Quello che viene trasmesso sullo schermo poco dopo è l’esempio perfetto del maschilismo, del patriarcato e della violenza psicologica sulle donne di cui sentiamo parlare spesso. Lei dice di voler fare l’attrice, lui la chiama “scema”, lei cerca di sdrammatizzare, lui le dà per ben due volte delle botte in testa, lei conversa tranquillamente con qualcuno al telefono, lui glielo strappa di mano e attacca.

Violenza psicologica, minacce e limitazione della libertà, sono questi gli elementi che emergono uno dopo l’altro sulla faccia di Insigne, fra le mura di casa sua, in un’escalation pericolosa. Jenny prova a difendersi come può, viene cacciata dal letto coniugale e costretta a dormire sul divano, riceve gli abbracci dei figli dopo aver subito la gelosia del marito. Sguardo basso, mani che si torturano: tutti gli elementi ci fanno pensare che questi episodi non siano accaduti solo questa volta, ma che facciano parte della quotidianità di questa coppia.

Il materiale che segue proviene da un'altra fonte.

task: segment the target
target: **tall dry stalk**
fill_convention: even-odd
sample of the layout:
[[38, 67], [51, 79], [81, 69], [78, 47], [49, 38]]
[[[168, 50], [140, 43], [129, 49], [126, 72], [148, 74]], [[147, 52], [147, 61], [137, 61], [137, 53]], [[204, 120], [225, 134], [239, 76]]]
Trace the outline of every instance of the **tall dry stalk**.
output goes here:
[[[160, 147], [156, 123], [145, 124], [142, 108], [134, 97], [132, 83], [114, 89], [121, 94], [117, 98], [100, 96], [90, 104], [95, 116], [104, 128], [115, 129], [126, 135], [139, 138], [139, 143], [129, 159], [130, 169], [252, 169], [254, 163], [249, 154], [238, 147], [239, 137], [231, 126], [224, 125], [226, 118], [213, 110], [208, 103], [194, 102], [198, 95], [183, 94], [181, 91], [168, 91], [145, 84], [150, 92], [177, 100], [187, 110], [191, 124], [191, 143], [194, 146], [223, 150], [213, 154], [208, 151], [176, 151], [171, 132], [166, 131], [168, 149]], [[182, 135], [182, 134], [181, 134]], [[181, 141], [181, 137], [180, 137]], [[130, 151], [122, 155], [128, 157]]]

L’atmosfera è soffocante e, come prevedibile, tutto sfocia nella violenza, con Insigne che insegue la moglie andata al provino, minaccia l’attore con cui dovrebbe recitare, la cerca urlando e distrugge dell’attrezzatura. A guidarlo non è solo la gelosia, ma l’aver perso il controllo su quella donna che, come aveva spiegato prima, “è moglie e madre”, niente di più.

E fa tristezza, ma soprattutto rabbia, vedere come di fronte a queste scene compaiono risate. Perché sulla violenza sulle donne – psicologica e fisica – non si scherza. Perché la felicità e la realizzazione di una persona nel privato passa prima di tutto attraverso la libertà personale. Una libertà, che a quanto pare, Jenny non ha mai conosciuto.

Ridere di certi gesti, minimizzarli, ridurli a mero intrattenimento, non è solo sbagliato, ma anche diseducativo. Perché se vogliamo davvero che certi episodi non si ripetano, che la violenza sulle donne finisca, che non si debbano più piangere morti annunciate, dobbiamo imparare a ribellarci: di fronte allo scappellotto, di fronte ai divieti, di fronte alla voglia di imporsi su di noi di uno, dieci, cento Insigne.

Perché non siamo solo madri, fidanzate o mogli, siamo prima di tutto donne. Che possono sognare liberamente il proprio futuro, inseguire dei sogni e che non devono lasciarsi fermare da nessuno. Nemmeno dall’uomo che amano, che deve insegnare loro a volare. E non a guardare a terra.